The UNC-Chapel Hill researchers analyzed thousands of compounds that have been tested in hundreds of experiments and showed that majority of compounds flagged with PAINS alerts do not exhibit any tendency to interfere with drug-candidate screening technology and may in fact be consistently inactive despite extensive testing.
“PAINS are real, and they’re a real problem for medicinal chemists who might be screening tens of thousands of compounds a day looking for a drug candidate,” Tropsha said. “However, PAINS alerts flag vast numbers of good compounds as PAINS. We also found that the presence of PAINS alerts, contrary to expectations, did not reflect any heightened activity during the assay process.”
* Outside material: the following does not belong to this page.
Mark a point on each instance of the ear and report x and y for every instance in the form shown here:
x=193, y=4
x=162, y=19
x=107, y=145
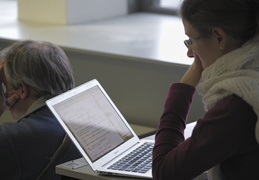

When challenging a popular idea like PAINS alerts, the UNC-Chapel Hill researchers had to be sure they were right in saying the system is critically flawed so they tested their idea extensively.
First, they analyzed thousands of compounds in a publicly available database of thoroughly tested chemicals and showed that many compounds that possess PAINS substructures do not actually appear to interfere with drug-screening technology.
Next, the team applied PAINS filters to a group of chemical compounds known as dark chemical matter. The compounds in this group have all been tested more than 100 times each without showing any biological activity. They, by definition, should not contain any PAINS alerts because PAINS are biologically active, but the UNC team found 109 PAINS alerts present in 3,570 dark chemical matter compounds reviewed.
Finally, UNC and other researchers have also observed that 87 FDA-approved drugs, including 19 from the World Health Organization List of Essential Medicines, contain PAINS alerts. One example is zidovudine, which is used to prevent and treat HIV/AIDS. Between 2008 and 2011, zidovudine was prescribed over 1 million times in the U.S. alone. Eltrombopag, an FDA-approved breakthrough treatment for thrombocytopenia, or low platelet count, contain PAINS alerts. So does Tadalafil, better known as Cialis, which has annual sales topping $2 billion and is approved to treat both erectile dysfunction and enlarged prostate.
“People have been blindly using PAINS alerts, and if they continue to do so, many much-needed drugs may never be found,” Tropsha said. “Computational tools can aid in the triage process for finding new drug compounds, but if they’re used inappropriately or without caution, the same tools may prevent future drugs from ever making it to market.”
Tropsha’s group continues to work on computational approaches that will reliably predict possible drug candidates while eliminating unlikely drug candidates from further consideration. Their study was published in the ACS Journal of Chemical Information and Modeling and was selected as an ACS Editors’ Choice Article.
The study’s authors are
- Stephen J. Capuzzi, a graduate student in the Division of Chemical Biology and Medicinal Chemistry at the UNC Eshelman School of Pharmacy;
- Eugene Muratov, Ph.D., a research assistant professor and associate director of the Laboratory for Molecular Modeling at the UNC Eshelman School of Pharmacy; and
- Alexander Tropsha, Ph.D., the K. H. Lee Distinguished Professor in the Division of Chemical Biology and Medicinal Chemistry and associate dean for pharmacoinformatics and data science at the UNC Eshelman School of Pharmacy.